There are la leche support groups hun, you can look up which is your closest group to you. I've never been to one, but i've heard theyre really good. Yes, my mum did come in quite handy, Im quite lucky. Dont know if it'll work this time though as there will be two babies to feed! Ah well, all i can do is try. Hope it works out for you next time, and if you really want to do it, don't let the MW's fob you off! Insist they help you - it's part of their job. x
 
I'll probably get slated for this but for me, breast isn't the best purely on the basis that i need to get in to some form of feeding routine, as running my own business i havent got the time to deal with cluster feeding, bleeding nipples, worrying about latching problems, stressing myself over it etc...... so formula is the best way to go for me and my midwife completely supports my decision

You mean breast isnt best for your life not in general.
 
I'll probably get slated for this but for me, breast isn't the best purely on the basis that i need to get in to some form of feeding routine, as running my own business i havent got the time to deal with cluster feeding, bleeding nipples, worrying about latching problems, stressing myself over it etc...... so formula is the best way to go for me and my midwife completely supports my decision

I personally disagree with your reasons for FF as i think that having a child is about sacrifice and when we decided to TTC we agreed that for at least 6 months it would no longer be about us and our lives,but about the baby... but that is a difference in parenting!

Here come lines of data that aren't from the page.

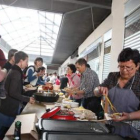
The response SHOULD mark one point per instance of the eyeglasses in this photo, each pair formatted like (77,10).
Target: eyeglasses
(125,67)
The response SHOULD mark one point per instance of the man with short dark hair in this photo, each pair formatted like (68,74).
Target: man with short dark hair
(10,107)
(7,66)
(89,80)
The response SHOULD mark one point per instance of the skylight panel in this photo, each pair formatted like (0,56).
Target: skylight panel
(32,31)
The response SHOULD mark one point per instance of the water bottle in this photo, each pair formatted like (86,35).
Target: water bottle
(17,132)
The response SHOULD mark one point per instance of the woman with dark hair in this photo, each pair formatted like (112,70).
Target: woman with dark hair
(32,74)
(123,87)
(10,107)
(73,81)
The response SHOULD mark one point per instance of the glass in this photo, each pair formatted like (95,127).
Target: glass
(128,68)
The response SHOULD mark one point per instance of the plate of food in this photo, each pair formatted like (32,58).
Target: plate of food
(30,87)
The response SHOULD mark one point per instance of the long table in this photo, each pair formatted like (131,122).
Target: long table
(38,108)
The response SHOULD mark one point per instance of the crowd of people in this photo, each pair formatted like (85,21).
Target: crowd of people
(122,87)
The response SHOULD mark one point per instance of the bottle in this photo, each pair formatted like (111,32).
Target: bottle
(17,132)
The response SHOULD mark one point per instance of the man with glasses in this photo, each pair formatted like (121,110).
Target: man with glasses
(123,87)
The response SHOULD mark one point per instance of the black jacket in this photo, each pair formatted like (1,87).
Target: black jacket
(14,88)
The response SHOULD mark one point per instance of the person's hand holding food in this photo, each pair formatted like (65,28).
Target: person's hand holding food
(98,91)
(122,117)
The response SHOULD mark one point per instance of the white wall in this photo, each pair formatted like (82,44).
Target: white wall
(117,32)
(99,31)
(114,21)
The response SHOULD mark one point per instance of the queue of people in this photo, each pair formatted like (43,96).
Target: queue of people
(122,87)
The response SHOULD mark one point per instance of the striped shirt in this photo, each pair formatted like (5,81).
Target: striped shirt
(89,80)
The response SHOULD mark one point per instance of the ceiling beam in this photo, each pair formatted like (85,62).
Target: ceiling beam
(85,3)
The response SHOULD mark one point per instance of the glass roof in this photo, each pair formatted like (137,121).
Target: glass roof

Not saying that you are wrong in your choices because its whats best for YOU and no doubt BF would affect both you and your baby because you would feel that you werre doing something you didn't want to do.

TBH i see more and more of this kind of attitude towards BF,and it's mainly down to the 'have it all' culture that seems to be the done thing now.

At least you have the balls to be honest from the beginning and voice your reasons for choosing not to BF without the age old 'i tried with my last and couldnt' or seemingly a favourite amongst girls i know 'one day my milk just dried up'.

I think its a shame that a lot of women feel the need to defend tgheir parenting choices and especially when it comes to not BF make 'excuses' why when really they simply did not enjoy it,found it too hard and gave up or didn't want to do it anyway!

As for having support when the baby is born i think that pregnant women should be encouraged to look into whats available to them,i know my local trust offers peer support workers to pregnant women.. but due to funding this isnt available everywhere :(
 
I'll probably get slated for this but for me, breast isn't the best purely on the basis that i need to get in to some form of feeding routine, as running my own business i havent got the time to deal with cluster feeding, bleeding nipples, worrying about latching problems, stressing myself over it etc...... so formula is the best way to go for me and my midwife completely supports my decision

That means breast is not best for you. Breast is still best for your baby, and that's all the health set mean when they say 'breast is best'.